Une enquête en recherche des causes de la mort a été ouverte après la mort d'un bébé de 27 jours près d'Angers (Maine-et-Loire) le 23 décembre dernier, a indiqué le procureur de la ville Éric Brouillard.
Si dans les premiers temps, l'autopsie n'a pas permis de déterminer les causes du décès de la petite fille, la piste du lait infantile potentiellement contaminé est considérée comme "sérieuse" par le procureur.
Depuis plusieurs semaines, un vaste rappel de lots de laits infantiles a été opéré par Nestlé, puis Lactalis, à cause de la présence potentielle d'une toxine nommée "céréulide", qui peut être produite par des bactéries. Cette dernière peut causer des vomissements, parfois des diarrhées, et dans certains cas, des complications très graves.
• Le nourrisson meurt le 23 décembre
La mère de ce bébé, une petite fille âgée seulement de 27 jours, l'a retrouvée morte vers 7 heures du matin, le 23 décembre, selon nos informations.
L'enfant avait pris un dernier biberon de lait de la marque Guigoz vers 3 heures, soit seulement quelques heures avant son décès et avait eu quelques régurgitations.
À ce stade, une source judiciaire indique à BFM que le nourrisson ne souffrait d'aucune pathologie particulière.
• Une enquête ouverte
Après le décès du bébé, une enquête en recherche des causes de la mort est ouverte par le parquet d'Angers.
Une autopsie a été réalisée rapidement après la mort du nourrisson, mais elle n'a pas permis d'établir les raisons du décès.
Toutefois, l'hypothèse d'un syndrome asphyxique a été écartée, a appris BFM.
• La piste du lait infantile étudiée
Le 20 janvier, alors que le rappel de plusieurs lots de laits infantiles est médiatisé, la mère de la fillette se rend dans un commissariat avec une boîte de lait bu par sa fille avant sa mort afin de la montrer aux enquêteurs. La boîte concernée appartient à l'un des lots qui a été rappelé.
Le parquet, informé le 22 janvier, lance immédiatement des analyses sur le lait, mais aussi des analyses toxicologiques et anatomopathologiques (l'étude des altérations organiques des tissus et des cellules provoquées par la maladie).
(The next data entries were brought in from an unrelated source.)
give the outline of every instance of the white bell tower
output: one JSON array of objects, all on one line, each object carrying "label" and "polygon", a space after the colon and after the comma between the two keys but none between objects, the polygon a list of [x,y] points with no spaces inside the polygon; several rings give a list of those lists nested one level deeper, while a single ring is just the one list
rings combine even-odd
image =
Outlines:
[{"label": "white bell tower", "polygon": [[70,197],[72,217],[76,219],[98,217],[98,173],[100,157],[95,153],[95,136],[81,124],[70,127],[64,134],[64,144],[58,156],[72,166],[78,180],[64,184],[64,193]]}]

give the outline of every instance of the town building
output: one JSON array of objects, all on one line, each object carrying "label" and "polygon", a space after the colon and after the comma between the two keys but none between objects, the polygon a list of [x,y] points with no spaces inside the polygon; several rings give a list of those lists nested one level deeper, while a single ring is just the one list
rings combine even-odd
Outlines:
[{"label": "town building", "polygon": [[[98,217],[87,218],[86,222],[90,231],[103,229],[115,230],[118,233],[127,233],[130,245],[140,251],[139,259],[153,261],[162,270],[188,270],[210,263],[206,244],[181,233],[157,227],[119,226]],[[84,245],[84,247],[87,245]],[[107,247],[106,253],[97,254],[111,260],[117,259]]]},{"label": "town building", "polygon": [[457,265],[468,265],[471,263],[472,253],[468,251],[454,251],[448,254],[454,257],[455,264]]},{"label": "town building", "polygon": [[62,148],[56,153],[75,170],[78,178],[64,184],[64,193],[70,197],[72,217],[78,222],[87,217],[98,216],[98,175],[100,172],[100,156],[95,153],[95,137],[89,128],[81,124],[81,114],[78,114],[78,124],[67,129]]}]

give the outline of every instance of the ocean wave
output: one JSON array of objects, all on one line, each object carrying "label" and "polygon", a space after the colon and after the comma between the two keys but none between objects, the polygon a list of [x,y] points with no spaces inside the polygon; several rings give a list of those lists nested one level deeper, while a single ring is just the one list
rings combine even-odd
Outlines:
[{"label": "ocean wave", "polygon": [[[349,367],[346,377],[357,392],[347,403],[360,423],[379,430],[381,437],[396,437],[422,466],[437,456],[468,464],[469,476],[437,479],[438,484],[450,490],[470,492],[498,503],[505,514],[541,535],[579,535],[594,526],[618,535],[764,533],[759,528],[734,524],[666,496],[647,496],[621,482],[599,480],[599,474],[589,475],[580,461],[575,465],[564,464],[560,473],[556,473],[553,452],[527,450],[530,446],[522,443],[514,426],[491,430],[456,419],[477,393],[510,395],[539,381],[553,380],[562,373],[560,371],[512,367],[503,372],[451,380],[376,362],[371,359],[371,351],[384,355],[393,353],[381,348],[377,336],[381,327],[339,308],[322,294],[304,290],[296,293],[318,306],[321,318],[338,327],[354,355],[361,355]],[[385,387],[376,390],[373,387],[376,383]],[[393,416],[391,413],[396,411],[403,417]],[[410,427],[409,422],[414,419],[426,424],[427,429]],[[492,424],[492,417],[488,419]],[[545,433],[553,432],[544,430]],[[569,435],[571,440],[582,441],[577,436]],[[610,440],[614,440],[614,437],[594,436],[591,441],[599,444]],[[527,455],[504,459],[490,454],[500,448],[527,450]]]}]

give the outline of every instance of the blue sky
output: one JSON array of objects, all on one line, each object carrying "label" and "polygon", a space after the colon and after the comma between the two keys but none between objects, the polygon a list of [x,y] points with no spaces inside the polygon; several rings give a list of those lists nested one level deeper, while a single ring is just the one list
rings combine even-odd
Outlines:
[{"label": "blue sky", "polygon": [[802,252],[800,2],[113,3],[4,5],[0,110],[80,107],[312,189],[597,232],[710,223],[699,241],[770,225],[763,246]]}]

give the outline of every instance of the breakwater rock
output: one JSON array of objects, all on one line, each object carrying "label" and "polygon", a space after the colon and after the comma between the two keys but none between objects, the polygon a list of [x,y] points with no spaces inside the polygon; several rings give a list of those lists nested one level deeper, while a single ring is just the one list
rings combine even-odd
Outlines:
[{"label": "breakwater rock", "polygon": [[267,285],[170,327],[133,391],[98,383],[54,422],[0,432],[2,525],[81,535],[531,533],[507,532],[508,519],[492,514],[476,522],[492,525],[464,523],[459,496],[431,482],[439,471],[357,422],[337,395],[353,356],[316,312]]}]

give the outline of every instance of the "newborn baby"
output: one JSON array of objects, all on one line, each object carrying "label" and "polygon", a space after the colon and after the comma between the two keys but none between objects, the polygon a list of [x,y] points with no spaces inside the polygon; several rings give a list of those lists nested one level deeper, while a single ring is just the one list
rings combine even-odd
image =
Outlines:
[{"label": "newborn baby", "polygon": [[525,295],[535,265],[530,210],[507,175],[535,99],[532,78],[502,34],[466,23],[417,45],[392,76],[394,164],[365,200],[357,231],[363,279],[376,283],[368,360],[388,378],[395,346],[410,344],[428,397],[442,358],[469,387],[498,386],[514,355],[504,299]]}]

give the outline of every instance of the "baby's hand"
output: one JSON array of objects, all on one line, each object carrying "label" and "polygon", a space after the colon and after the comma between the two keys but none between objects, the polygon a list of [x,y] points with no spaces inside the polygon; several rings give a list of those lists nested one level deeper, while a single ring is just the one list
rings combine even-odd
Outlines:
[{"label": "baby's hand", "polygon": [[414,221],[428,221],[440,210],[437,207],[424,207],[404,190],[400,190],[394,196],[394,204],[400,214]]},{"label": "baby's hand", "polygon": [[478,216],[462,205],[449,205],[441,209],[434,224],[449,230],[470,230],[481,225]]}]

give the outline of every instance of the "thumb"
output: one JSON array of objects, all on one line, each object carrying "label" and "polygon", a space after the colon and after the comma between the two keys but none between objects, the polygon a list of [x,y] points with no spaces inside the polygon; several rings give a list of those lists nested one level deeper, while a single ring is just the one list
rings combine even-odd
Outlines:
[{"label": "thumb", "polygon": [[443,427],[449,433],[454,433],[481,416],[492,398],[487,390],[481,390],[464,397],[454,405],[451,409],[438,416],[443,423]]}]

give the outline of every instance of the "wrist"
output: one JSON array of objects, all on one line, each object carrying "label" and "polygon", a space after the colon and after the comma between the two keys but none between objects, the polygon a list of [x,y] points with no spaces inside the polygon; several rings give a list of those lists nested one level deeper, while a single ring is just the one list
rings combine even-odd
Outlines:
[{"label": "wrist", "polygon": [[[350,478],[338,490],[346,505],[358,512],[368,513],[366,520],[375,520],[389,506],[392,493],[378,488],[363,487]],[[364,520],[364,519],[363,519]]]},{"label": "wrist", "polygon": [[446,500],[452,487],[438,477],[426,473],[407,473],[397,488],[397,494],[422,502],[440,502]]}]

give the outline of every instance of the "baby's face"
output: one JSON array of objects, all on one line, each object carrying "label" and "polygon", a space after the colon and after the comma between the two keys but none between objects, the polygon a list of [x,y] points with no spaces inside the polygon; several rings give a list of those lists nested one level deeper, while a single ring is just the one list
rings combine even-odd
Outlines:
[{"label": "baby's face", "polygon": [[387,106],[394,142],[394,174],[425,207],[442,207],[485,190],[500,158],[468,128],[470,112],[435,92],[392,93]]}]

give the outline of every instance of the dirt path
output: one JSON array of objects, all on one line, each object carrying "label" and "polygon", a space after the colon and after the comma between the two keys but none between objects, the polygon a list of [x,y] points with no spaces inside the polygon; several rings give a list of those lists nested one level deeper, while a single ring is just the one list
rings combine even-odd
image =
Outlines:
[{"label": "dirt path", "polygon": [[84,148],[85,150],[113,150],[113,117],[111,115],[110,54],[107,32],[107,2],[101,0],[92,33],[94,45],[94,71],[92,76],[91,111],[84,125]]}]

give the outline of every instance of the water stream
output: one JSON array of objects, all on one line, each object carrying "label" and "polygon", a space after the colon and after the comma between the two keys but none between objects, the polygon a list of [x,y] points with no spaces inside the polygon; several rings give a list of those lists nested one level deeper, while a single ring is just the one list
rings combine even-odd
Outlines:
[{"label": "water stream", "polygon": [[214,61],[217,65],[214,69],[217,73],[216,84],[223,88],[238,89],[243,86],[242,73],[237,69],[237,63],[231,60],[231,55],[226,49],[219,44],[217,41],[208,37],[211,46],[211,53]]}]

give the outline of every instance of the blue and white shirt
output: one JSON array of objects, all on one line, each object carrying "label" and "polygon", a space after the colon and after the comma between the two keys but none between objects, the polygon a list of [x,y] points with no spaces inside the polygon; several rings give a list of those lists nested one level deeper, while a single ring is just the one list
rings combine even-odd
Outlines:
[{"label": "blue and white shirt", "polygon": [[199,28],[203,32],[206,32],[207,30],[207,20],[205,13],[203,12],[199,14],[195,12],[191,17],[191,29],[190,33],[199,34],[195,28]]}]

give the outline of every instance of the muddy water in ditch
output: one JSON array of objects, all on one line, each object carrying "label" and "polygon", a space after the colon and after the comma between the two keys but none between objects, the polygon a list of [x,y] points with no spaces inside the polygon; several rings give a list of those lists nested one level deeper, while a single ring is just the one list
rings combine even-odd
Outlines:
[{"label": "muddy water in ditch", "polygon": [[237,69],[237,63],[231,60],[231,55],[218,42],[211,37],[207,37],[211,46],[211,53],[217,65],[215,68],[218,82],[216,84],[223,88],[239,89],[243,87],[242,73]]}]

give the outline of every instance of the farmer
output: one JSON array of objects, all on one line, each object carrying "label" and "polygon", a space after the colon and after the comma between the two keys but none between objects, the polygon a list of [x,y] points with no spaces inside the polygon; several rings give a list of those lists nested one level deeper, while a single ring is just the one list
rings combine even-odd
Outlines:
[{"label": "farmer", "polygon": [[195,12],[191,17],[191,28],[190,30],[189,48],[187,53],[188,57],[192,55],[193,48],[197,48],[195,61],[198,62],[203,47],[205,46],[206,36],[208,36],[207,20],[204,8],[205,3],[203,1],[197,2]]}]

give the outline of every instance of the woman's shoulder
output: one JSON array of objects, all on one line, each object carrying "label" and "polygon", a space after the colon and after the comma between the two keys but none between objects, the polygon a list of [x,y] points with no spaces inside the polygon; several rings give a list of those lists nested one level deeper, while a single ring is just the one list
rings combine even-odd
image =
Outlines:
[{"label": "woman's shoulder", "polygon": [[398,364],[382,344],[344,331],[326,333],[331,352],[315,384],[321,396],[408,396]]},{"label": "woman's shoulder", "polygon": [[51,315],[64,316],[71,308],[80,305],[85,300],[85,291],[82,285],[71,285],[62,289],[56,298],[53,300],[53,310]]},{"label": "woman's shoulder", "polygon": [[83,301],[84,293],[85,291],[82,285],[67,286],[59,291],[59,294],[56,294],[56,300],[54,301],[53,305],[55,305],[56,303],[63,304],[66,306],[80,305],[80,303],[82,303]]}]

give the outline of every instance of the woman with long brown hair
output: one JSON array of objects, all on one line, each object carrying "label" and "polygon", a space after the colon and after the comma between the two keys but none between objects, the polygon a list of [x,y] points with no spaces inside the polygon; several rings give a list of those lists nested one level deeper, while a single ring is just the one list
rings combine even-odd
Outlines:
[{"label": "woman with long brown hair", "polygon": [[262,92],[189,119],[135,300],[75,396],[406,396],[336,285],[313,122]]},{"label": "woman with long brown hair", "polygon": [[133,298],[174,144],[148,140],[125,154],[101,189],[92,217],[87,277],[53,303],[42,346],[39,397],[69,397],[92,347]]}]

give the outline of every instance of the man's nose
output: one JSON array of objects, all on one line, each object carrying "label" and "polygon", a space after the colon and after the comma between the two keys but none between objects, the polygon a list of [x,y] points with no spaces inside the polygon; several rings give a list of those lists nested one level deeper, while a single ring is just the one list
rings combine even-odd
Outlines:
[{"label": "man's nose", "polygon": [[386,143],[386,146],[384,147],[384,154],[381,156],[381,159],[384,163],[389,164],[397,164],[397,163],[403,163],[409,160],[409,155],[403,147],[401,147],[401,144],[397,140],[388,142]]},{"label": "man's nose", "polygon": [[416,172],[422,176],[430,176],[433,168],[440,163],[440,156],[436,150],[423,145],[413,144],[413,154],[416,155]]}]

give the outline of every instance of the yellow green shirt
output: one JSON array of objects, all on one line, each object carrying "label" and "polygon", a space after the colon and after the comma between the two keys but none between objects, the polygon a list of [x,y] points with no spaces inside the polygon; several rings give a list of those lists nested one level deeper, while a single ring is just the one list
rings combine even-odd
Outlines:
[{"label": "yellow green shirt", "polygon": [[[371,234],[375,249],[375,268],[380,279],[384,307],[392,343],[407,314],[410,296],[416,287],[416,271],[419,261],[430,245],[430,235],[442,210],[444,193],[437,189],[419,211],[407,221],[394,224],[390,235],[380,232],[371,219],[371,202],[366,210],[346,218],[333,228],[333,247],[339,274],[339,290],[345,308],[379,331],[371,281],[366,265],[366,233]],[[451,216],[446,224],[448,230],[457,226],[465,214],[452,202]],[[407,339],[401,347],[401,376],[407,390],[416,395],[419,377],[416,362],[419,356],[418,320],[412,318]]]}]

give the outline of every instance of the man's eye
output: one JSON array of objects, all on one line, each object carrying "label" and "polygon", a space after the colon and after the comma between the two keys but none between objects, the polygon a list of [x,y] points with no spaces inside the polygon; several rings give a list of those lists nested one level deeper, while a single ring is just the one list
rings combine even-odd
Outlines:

Ces analyses sont toujours en cours.
Éric Bouillard, procureur d'Angers, assure que le lait consommé constitue une "piste sérieuse", mais qu'il est "beaucoup trop tôt pour dire que c'est la piste principale".
• Une soixantaine de pays concernés par le rappel
Le rappel effectué par Nestlé concerne une soixantaine de pays parmi lesquels la France. Le patron du groupe suisse, Philipp Navratil, a présenté des excuses à la mi-janvier, alors que Nestlé est accusé par certaines ONG d'avoir tardé à prendre des mesures.
Mercredi, le groupe français Lactalis a également annoncé un vaste rappel de lait infantile dans plusieurs pays, notamment la France, la Chine, l'Australie et le Mexique.
Selon les ministères de l'Agriculture et de la Santé, ce retrait est, comme pour celui de Nestlé, lié à un ingrédient soupçonné d'être source de la contamination, "une huile riche en acide arachidonique utile au bon développement des bébés, produite par un fournisseur chinois".
La ministre de la Santé Stéphanie Rist a assuré ce vendredi matin sur BFMTV que "tous les lots concernés ont été retirés du marché". Une deuxième enquête a été ouverte à Bordeaux concernant la mort d'un autre nourrisson.